Let us consider the following integral equation$$f(x) + \lambda \int_0^1 {K(s,x)f(s)ds = 0,{\text{ x}} \in {\text{(0}}{\text{,1)}}{\text{.}}} $$ I'm looking of the values of $\lambda$ so that the above equation has only $f=0$ as solution with a constant kernel. Suppose that $K(s,x)=K$, we obtain $$f(x) + \lambda K\int_0^1 {f(s)ds = 0,{\text{ x}} \in {\text{(0}}{\text{,1)}}{\text{.}}} $$ By taking the integral over $(0,1)$, we get $$(1 + \lambda K)\int_0^1 {f(s)ds = 0} $$. for all $f$. Now, if $\lambda$ is different of $-1/K$, then $$\int_0^1 {f(s)ds = 0} $$. I don't see how this can be helpful.
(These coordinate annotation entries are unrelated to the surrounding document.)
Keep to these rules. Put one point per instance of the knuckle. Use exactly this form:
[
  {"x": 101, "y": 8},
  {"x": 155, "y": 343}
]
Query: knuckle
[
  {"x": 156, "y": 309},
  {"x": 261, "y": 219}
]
Any suggestions?. Thank you.

Answer 1

Your step of taking the integral is too crude, at least initially. When you have $$ f(x)+\lambda K\int_0^1f(s)\,ds=0, $$ you can write this as $$ f(x)=-\lambda K\int_0^1f(s)\,ds $$ to conclude that $f$ is constant. If $\lambda=0$, you get $f=0$. If $\lambda\ne0$ and $\lambda\ne-1/K$, your trick of integrating again gives you that $\int_0^1 f=0$, so $f=0$.

When $\lambda=-1/K$ the solution is not unique, as any constant $f$ will be a solution.